Question: Suppose that $C([0, 1])$ is the metric space of all continuous real-valued functions on $[0, 1]$, with the metric $d(f, g) := \sup_{x \in [0, 1]}|f(x) - g(x)|$. Let $f \in C([0, 1])$ such that $d(f, 0) \leq 1$. Define
$$g(x) = \int_0^x f(t) dt,$$
where $x \in [0, 1]$. Prove that $g$ is uniformly continuous on $[0, 1]$.

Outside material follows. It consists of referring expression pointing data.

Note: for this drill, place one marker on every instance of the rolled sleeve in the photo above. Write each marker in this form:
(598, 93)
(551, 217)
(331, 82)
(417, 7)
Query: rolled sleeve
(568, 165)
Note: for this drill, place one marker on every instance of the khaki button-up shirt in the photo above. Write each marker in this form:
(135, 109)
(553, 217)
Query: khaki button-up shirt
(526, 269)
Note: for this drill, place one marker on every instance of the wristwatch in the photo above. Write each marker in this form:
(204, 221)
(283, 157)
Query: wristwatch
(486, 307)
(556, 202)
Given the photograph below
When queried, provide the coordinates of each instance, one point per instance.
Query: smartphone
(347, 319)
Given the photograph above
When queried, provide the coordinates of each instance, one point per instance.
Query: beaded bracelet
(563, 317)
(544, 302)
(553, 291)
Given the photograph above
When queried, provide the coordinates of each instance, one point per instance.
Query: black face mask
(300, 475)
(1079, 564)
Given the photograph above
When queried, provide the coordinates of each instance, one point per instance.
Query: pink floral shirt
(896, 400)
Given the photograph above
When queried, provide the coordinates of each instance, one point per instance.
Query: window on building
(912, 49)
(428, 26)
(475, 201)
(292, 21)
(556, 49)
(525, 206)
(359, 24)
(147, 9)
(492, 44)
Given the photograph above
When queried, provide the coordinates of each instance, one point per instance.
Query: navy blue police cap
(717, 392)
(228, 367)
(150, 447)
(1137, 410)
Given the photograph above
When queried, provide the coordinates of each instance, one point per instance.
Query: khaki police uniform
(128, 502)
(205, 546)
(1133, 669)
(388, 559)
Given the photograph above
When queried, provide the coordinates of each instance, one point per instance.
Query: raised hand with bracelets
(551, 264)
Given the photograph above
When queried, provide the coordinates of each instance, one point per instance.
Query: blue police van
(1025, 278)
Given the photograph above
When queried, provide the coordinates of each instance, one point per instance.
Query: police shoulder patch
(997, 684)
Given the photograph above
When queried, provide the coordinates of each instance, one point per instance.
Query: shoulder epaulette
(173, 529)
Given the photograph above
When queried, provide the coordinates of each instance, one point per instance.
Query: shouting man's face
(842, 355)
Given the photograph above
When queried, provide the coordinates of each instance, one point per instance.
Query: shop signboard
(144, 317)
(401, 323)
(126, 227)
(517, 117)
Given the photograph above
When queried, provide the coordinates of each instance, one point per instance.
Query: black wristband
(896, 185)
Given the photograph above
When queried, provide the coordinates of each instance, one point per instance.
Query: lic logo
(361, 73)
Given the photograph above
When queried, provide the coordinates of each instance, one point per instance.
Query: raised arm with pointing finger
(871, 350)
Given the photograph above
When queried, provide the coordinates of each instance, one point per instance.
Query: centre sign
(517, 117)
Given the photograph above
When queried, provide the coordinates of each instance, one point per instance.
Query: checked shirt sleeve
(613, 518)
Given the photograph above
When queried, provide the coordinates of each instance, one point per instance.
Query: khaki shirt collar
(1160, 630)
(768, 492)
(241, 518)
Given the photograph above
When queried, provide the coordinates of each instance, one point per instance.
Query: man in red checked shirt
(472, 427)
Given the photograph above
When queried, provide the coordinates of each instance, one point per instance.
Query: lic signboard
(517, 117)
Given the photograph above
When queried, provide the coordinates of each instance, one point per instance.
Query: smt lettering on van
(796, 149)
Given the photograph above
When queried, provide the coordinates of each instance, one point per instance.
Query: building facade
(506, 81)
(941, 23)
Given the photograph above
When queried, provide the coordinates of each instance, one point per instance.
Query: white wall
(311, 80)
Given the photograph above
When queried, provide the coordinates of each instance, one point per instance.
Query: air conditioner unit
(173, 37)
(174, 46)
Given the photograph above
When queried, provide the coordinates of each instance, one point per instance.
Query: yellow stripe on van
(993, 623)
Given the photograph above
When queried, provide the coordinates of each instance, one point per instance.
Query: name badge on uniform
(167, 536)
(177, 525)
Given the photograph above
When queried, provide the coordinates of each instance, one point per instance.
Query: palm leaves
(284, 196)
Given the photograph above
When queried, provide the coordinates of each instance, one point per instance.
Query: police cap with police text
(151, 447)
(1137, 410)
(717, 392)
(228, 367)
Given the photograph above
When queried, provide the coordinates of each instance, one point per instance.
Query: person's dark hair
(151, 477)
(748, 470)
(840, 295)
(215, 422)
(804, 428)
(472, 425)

Attempted Answer: Fix $\epsilon > 0$. We must find $\delta > 0$ such that $\forall x, y \in [0, 1]$ we have that $d(g(x), g(y)) < \epsilon$, whenever $|x - y| < \delta$. By abuse of notation, let $x, y \in [0, 1]$. Without loss of generality, assume that $x > y$. Then,
\begin{align*} d(g(x), g(y)) &= \sup_{z \in [0, 1]}\bigg|\int_0^x f(t) dt - \int_0^y f(t) dt \bigg| \\ &= \sup_{z \in [0, 1]}\bigg| \int_y^x f(t) dt \bigg| \\ &= \sup_{z \in [0, 1]}\bigg| g(x) - g(y)\bigg|\dots \end{align*}
Now I am stuck, or just not sure if I approached this problem correctly. Suggestions?
Since $f$ is continous on a compact set, it achieves it maximum and minimum; let $M=\max_{z\in [0,1]} |f(z)|$. For any $x,y\in [0,1],$ $$|g(x)-g(y)|\leq\int\limits_y^x|f(t)\ dt|\leq\max_{z\in [0,1]} |f(z)| |x-y|=M|x-y|.$$ Can you finish it from there?